A hand fell on Pandaras’s shoulder; his shot went wild, swallowed by the sand-filled air. Yama shouted into his ear. “Leave them! They will not hurt us!”

The wild cat which had confronted Pandaras dropped to its belly and shuffled forward and groveled before Yama, although it kept its burning red eyes on Pandaras as he backed away into the blowing sand. Its fellows had not paused in their feverish butchery; the bact was almost stripped to the bones.

Yama and Pandaras drank the last of their water at noon, threw away the water bottle, and went on. Yama taught Pandaras that sucking a pebble could stimulate the flow of saliva and help keep thirst at bay, but the hot wind which blew sand around them drew moisture from every crevice of their bodies. Pandaras forced himself to stay awake, staring at each change in pitch of the streams of sand that hissed outside the tent, and Yama slept fitfully, waking before dawn and insisting that they go on.

“They are almost on us,” he said, “but it is not far. There is no chance of turning back now, Pandaras.”

“I had not thought of it, master,” Pandaras said. His lips were cracked and bleeding and he tasted blood at the back of his throat with each breath; the dust had worked into his lungs.

The air was filled with blowing sand. They left the tent behind and set off into it.

Shapes loomed out of the murk: towers of friable bones lashed together with sinews and half-covered in hide that flapped and boomed and creaked in the wind. A ragged picket fence of crystalline spines grew crookedly from a shoulder of black rock. Creatures were impaled on some of the spines. Some were men; the rest were like nothing Pandaras had ever seen, horrid chimeras of machine and insect, although surely no insects could grow as large as these. Most were no more than dried husks, but some were still alive and stirred feebly as Yama and Pandaras went past.

Pandaras did not pay much attention to these horrors.

He no longer felt fear, only exhaustion and growing thirst. Each step was a promise to himself that there would soon be no more steps: walking was an infinite chain of promises. The world shrank to the patch of ground directly in front of him. Its gravity seemed to vary wildly; sometimes it seemed to pitch like the deck of a ship and he could barely keep to his feet. But always he went forward, following in his master’s footsteps.
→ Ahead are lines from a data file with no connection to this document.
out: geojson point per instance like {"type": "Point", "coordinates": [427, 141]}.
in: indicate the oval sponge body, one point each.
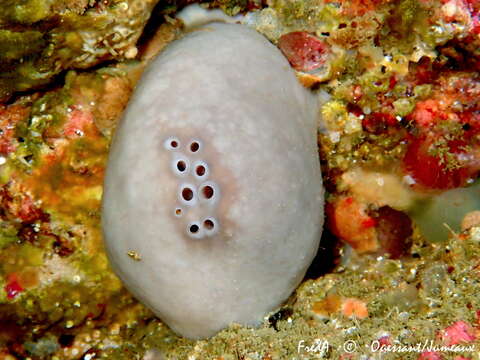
{"type": "Point", "coordinates": [213, 198]}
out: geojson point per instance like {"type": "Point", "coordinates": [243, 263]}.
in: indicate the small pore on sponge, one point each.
{"type": "Point", "coordinates": [197, 190]}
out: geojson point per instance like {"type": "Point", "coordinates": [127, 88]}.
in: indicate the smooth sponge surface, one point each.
{"type": "Point", "coordinates": [214, 182]}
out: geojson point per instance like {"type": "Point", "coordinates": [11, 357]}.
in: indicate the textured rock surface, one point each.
{"type": "Point", "coordinates": [204, 247]}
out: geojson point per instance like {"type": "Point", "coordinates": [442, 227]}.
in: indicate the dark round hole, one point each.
{"type": "Point", "coordinates": [194, 146]}
{"type": "Point", "coordinates": [187, 194]}
{"type": "Point", "coordinates": [181, 166]}
{"type": "Point", "coordinates": [200, 170]}
{"type": "Point", "coordinates": [209, 225]}
{"type": "Point", "coordinates": [207, 191]}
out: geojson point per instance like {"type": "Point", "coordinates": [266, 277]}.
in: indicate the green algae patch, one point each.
{"type": "Point", "coordinates": [54, 38]}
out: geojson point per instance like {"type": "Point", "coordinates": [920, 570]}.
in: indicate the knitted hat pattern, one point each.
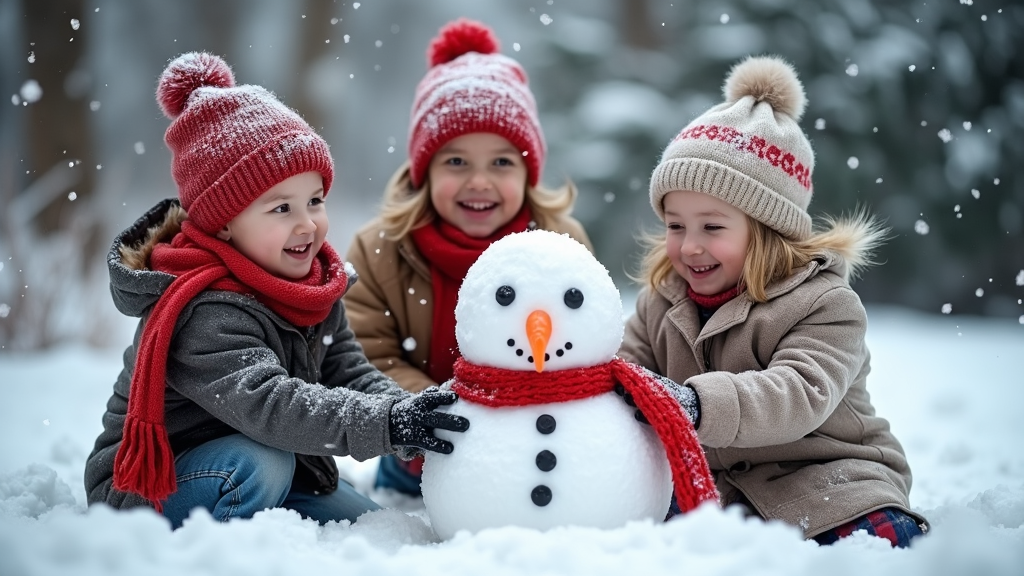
{"type": "Point", "coordinates": [748, 151]}
{"type": "Point", "coordinates": [470, 87]}
{"type": "Point", "coordinates": [230, 144]}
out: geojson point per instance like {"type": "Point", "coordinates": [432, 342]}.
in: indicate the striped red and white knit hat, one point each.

At noon, Yama stopped and turned in a half-circle and fell to his knees. Pandaras managed to get him to the shelter of a tilted shelf of rock. It was very hot. The sun’s bloody glare was diffused across half the sky. Sand skirled around crystal spurs, sent shifting shadows shuddering across reaches of bare stone. Pandaras was sweating through his thin robe. His mouth and throat were parched. He itched everywhere.
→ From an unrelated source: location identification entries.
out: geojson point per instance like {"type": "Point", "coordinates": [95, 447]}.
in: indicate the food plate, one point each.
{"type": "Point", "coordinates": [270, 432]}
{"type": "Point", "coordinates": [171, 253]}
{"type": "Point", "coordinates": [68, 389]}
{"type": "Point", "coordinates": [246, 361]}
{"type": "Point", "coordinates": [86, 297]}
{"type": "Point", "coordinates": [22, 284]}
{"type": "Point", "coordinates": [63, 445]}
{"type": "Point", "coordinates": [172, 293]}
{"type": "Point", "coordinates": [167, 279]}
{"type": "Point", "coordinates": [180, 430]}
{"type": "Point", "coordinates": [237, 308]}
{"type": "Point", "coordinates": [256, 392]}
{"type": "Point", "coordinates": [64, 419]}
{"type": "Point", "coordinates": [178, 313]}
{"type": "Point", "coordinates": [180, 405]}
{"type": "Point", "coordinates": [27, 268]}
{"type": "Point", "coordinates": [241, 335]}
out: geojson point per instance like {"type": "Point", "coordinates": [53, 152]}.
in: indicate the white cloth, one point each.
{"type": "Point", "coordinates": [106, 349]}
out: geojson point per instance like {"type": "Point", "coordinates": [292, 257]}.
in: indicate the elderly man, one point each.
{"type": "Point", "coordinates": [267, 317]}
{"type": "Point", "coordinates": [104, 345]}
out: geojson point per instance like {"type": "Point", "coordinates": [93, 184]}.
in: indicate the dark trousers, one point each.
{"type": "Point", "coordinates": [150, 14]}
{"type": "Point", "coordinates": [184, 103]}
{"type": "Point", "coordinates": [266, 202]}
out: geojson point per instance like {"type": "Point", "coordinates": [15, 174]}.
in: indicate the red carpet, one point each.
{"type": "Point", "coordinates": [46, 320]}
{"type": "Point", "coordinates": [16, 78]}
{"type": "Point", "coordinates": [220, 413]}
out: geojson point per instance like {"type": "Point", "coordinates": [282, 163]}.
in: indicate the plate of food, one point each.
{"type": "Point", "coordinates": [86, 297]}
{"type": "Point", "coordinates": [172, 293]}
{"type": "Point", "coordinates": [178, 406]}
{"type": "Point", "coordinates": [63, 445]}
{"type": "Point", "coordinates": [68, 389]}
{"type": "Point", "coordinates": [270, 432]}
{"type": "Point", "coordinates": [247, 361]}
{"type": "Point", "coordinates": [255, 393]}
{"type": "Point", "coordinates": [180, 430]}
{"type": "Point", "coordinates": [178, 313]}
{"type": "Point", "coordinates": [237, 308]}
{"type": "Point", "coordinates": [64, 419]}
Yama stirred in his arms. Blood leaked from the corners of his closed eyes; Pandaras blotted it away with the hem of his robe. “I will bring water,” Yama said, and seemed to fall into a faint.

A moment later, thunder cracked high above and something flashed through the blowing red dust, chased by black shapes. It dived this way and that with abrupt turns and reverses, swooped low overhead, dropped something, and shot away as black things closed on either side. A sheet of green lightning; more thunder, then only the endless hiss of blowing sand.
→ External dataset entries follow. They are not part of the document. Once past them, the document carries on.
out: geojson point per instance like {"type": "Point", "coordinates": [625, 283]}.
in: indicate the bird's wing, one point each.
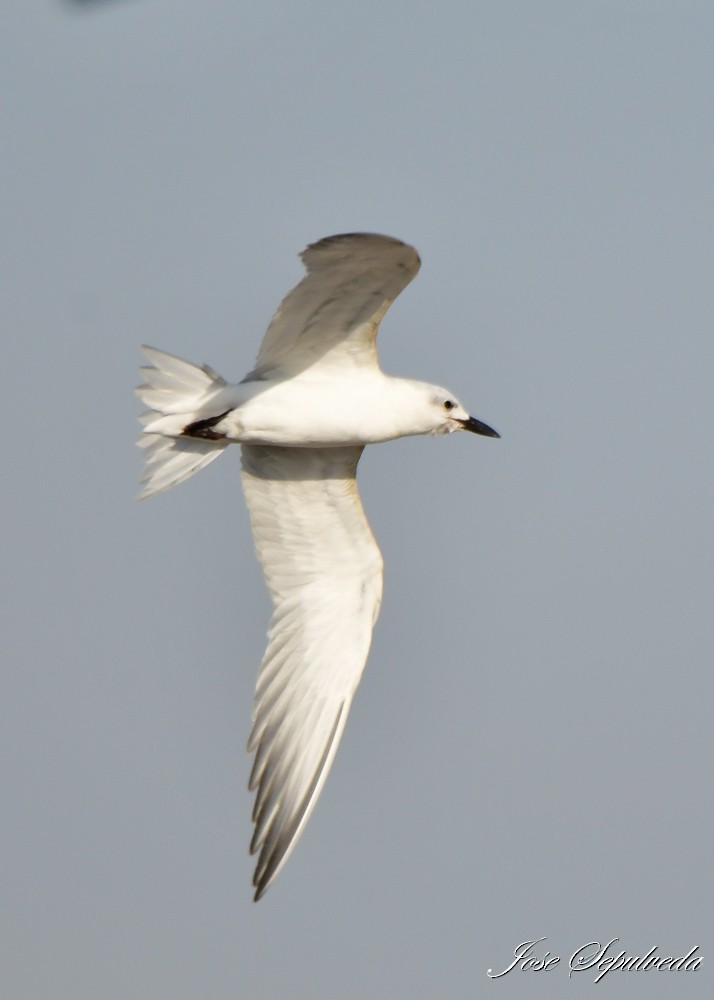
{"type": "Point", "coordinates": [333, 315]}
{"type": "Point", "coordinates": [324, 573]}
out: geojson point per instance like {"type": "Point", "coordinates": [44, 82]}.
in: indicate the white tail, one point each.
{"type": "Point", "coordinates": [177, 393]}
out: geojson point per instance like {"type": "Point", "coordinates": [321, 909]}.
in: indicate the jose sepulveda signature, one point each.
{"type": "Point", "coordinates": [602, 958]}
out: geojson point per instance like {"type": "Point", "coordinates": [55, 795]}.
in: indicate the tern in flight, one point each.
{"type": "Point", "coordinates": [302, 417]}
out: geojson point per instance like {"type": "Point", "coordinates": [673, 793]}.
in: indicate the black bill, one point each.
{"type": "Point", "coordinates": [478, 427]}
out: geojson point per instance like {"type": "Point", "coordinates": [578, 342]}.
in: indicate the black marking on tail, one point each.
{"type": "Point", "coordinates": [204, 428]}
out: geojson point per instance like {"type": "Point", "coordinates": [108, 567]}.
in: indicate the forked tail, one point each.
{"type": "Point", "coordinates": [176, 439]}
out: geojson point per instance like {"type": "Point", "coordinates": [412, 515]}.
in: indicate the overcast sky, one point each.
{"type": "Point", "coordinates": [529, 753]}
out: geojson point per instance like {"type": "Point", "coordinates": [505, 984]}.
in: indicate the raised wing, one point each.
{"type": "Point", "coordinates": [324, 573]}
{"type": "Point", "coordinates": [333, 315]}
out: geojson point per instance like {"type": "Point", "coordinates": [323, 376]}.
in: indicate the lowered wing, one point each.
{"type": "Point", "coordinates": [324, 573]}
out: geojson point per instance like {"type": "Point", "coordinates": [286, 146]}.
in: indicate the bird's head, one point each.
{"type": "Point", "coordinates": [449, 415]}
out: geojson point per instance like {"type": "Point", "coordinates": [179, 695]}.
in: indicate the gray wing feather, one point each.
{"type": "Point", "coordinates": [335, 311]}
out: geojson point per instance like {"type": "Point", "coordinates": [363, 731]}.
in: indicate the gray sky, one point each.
{"type": "Point", "coordinates": [530, 751]}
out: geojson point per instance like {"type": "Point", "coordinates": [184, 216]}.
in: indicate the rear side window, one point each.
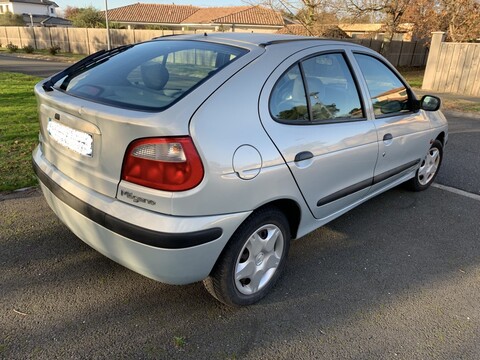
{"type": "Point", "coordinates": [389, 95]}
{"type": "Point", "coordinates": [152, 75]}
{"type": "Point", "coordinates": [317, 89]}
Pandaras crawled out of the lee of the shelf of rock and retrieved what had been dropped by the machine.

It was a transparent sphere of spun plastic as big as his head, half-filled with cold, clear water.

When they were able to set off again, something like a storm of dry lightning had started up in the direction of the Great Divide. Flares of brittle light were half-obscured by curtains of blowing sand. Overhead, things chased each other through the sky with wild howls. Far off, something roared and roared on a single endless note.

“A lot of trouble for a drink of water,” Pandaras remarked.